CHINA / SOCIETY
Dating blind box – a good new option or just a hustle?
Published: Nov 23, 2021 01:45 AM
A man and a woman chat on a blind date event in Dongguan, South China's Guangdong Province. Photo: IC

A man and a woman chat on a blind date event in Dongguan, South China's Guangdong Province. Photo: IC


 
Dating blind box, a new term that has appeared in Chinese society following the popularity of blind box toys, is being offered as a way for generation Z to go on blind dates, with potentially huge benefits available from the country’s many young singles. 

The way to get involved is easy. One only needs to search for a WeChat love matching or blind date mini program. Dozens of such programs will appear if the user types in a keyword such as “couple,” or “dating,” and you then register for your own account.

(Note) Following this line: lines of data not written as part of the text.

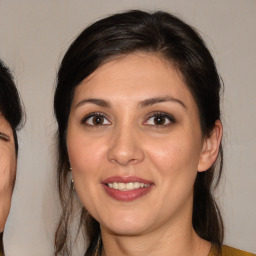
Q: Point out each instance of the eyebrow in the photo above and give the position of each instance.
(152, 101)
(142, 104)
(99, 102)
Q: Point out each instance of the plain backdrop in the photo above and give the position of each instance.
(34, 35)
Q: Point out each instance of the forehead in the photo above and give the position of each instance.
(134, 77)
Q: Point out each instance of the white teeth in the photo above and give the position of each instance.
(127, 186)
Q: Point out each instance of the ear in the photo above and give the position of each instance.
(210, 148)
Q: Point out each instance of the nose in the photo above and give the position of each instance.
(125, 147)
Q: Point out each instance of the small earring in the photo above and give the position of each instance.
(72, 184)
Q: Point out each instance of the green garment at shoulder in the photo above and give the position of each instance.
(229, 251)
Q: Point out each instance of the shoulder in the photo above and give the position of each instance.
(229, 251)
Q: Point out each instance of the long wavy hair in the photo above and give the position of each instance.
(10, 108)
(122, 34)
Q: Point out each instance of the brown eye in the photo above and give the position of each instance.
(160, 119)
(96, 119)
(4, 136)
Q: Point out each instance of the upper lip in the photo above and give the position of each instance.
(125, 180)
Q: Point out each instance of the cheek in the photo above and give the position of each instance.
(175, 155)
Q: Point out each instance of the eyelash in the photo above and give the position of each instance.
(170, 118)
(4, 137)
(92, 115)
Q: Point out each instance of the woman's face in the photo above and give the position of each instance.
(135, 145)
(7, 169)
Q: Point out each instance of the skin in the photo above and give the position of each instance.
(7, 169)
(129, 143)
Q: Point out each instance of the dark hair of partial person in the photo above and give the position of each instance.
(173, 40)
(10, 108)
(10, 104)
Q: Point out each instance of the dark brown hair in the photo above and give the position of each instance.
(10, 108)
(121, 34)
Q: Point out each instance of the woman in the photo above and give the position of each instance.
(137, 106)
(10, 120)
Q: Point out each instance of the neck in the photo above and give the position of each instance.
(177, 239)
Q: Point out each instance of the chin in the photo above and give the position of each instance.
(127, 226)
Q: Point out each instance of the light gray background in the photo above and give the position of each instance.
(33, 38)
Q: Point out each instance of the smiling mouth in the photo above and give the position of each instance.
(127, 186)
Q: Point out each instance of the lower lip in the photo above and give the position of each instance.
(126, 195)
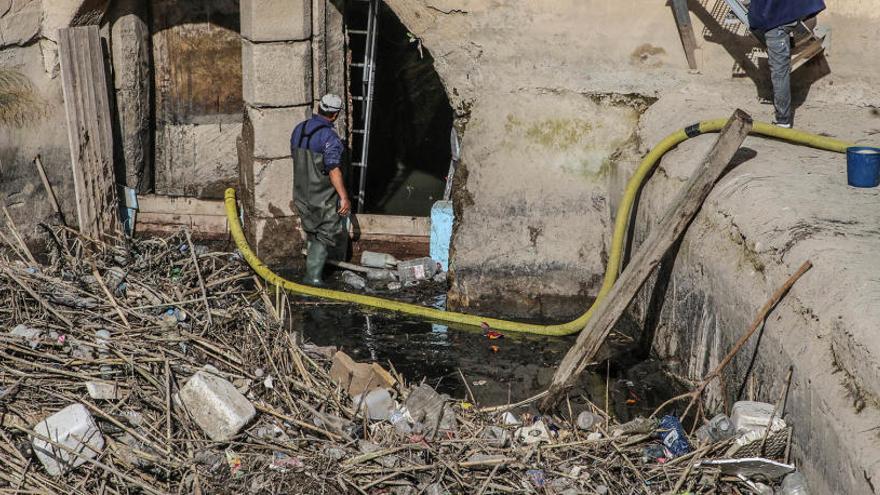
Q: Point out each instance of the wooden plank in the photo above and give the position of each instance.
(154, 203)
(685, 31)
(662, 237)
(85, 88)
(390, 225)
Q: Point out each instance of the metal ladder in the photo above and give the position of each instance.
(367, 70)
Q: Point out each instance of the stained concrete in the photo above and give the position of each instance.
(780, 206)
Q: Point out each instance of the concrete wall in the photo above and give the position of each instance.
(502, 55)
(780, 206)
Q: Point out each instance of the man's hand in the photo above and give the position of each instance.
(344, 206)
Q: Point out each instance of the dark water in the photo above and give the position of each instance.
(498, 371)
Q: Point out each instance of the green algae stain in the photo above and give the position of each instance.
(559, 134)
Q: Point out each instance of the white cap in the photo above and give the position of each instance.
(331, 103)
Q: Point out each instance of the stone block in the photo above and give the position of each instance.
(277, 74)
(276, 20)
(273, 188)
(73, 428)
(215, 404)
(272, 128)
(277, 241)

“You can pay 1 yuan ($0.16) to get a WeChat number from us, and you need to pay 1 yuan to put your own WeChat contact number in our system,” a staff member with a program named “Tuodan Couple,” meaning matching a couple, told the Global Times on Monday.

This low-price offer has earned some online vendors thousands of yuan in a short period. “We once received 10,000 orders in just three days,” an e-commercial shop owner told The Beijing News.

Some customers call them “online cupid,” or Yue Lao, an aged god living on the moon who acts as a marriage matchmaker. But users may not notice the hidden risk that these mini programs could privately collect customers’ data.

The Global Times found out that some of the programs require the users’ phone numbers and some even ask questions such as age, place of residence, or birthdays. 

“As the number of the customers increases, more personal information will be collected by small program platforms. But if these platforms intend to sell the data, push advertisements, or leak the information in any way, it is difficult to ensure the security of consumers’ personal information,” said a Shanghai-based lawyer surnamed Lü.

And the worry is not unreasonable, as in the first half of 2021, a total of 138 apps were hit with fines, mostly for improper collection and use of data.

The young singles reached by the Global Times also shared their worries over the new trend. “I would like to go on a blind date but I will never use this. It’s like a Pandora’s box: You never know what will happen when you open it.”

In general, there are more risk-driven consumers in generation Z, according to iiMedia Research, a Guangzhou-based consulting and research center, and young people’s interest in blind boxes is transforming into huge spending power. Data from iiMedia shows that among the most expensive hobbies of young people born after 1995, blind boxes rank at the top.